Adapun keempat dimensi tersebut meliputi self awareness yang berupa kemampuan
22
memahami emosi diri kita sendiri, self management yang merupakan kemampuan
mengelola emosi kita sendiri, social awareness yang berupa kemampuan merasakan dan
memahami emosi orang lain dan relationship management yang merupakan kemampuan
mengelola hubungan dengan orang lain sehingga terjalin hubungan interpersonal yang
baik.
Robbins (2008) menjelaskan kecerdasan emosional sebagai kemampuan seseorang
untuk mendeteksi serta mengelola petunjuk-petunjuk dan informasi emosional. Orang-
orang yang mampu mengenal emosi mereka sendiri dan mampu dengan baik membaca
emosi orang lain, dapat bekerja lebih efektif dalam pekerjaan mereka. Dalam
penjelasannya, Robbins membagi kecerdasan emosional ke dalam lima dimensi, yang
terdiri atas kesadaran diri, manajemen diri, motivasi diri, empati dan keterampilan sosial.

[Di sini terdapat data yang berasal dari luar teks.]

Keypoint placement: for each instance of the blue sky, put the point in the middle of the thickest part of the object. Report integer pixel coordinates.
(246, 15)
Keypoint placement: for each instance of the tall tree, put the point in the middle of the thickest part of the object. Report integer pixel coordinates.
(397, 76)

Berdasarkan paparan diatas, peneliti menggunakan lima dimensi kecerdasan
emosional dari Goleman (1995) dalam menyusun skala, karena penjabaran mengenai
pengendalian emosi diri sendiri (kemampuan memotivasi diri), pemahaman emosi orang
lain dan pengelolaan hubungan interpersonal membuat teori kecerdasan emosional
Goleman lebih kompherensif dan lebih sesuai dengan kebutuhan penelitian ini. Skala
kecerdasan emosional yang disusun merupakan skala hasil modifikasi dari skala
kecerdasan emosional yang dibangun menggunakan lima dimensi dari Goleman oleh
Rustika (2014).
3. Faktor yang Mempengaruhi Kecerdasan Emosional
Menurut Goleman (2001) ada beberapa faktor yang mempengaruhi kecerdasan
emosional, yaitu :
a. Pengalaman
Kecerdasan emosional dapat meningkat sepanjang hidup manusia. Sepanjang
perjalanan hidup yang normal, kecerdasan emosional cenderung bertambah. Selama
23
individu terus belajar untuk menangani suasana hati, menangani emosi-emosi yang
menyulitkan, maka individu akan semakin cerdas dalam hal emosi dan berhubungan
dengan orang lain. Mayer (dalam Goleman, 2001) menyatakan pendapat yang sama
bahwa kecerdasan emosional berkembang sejalan dengan usia dan pengalaman dari
kanak-kanak hingga dewasa.
b. Usia
Individu yang lebih tua dapat sama baiknya atau lebih baik dibandingkan
individu yang lebih muda dalam penguasaan kecakapan emosi baru.
c. Jenis kelamin
Pria dan wanita mempunyai kemampuan yang sama dalam hal meningkatkan
kecerdasan emosional. Tetapi, nilai rata-rata wanita seringkali dianggap dapat lebih
tinggi dibanding kaum pria dalam beberapa keterampilan emosi.
d. Jabatan
Semakin tinggi jabatan seseorang, semakin dibutuhkannya keterampilan
membina hubungan dengan orang lain. Maka, semakin tinggi jabatan yang ingin
diraih, individu dituntut untuk memiliki kecerdasan emosional yang lebih baik lagi.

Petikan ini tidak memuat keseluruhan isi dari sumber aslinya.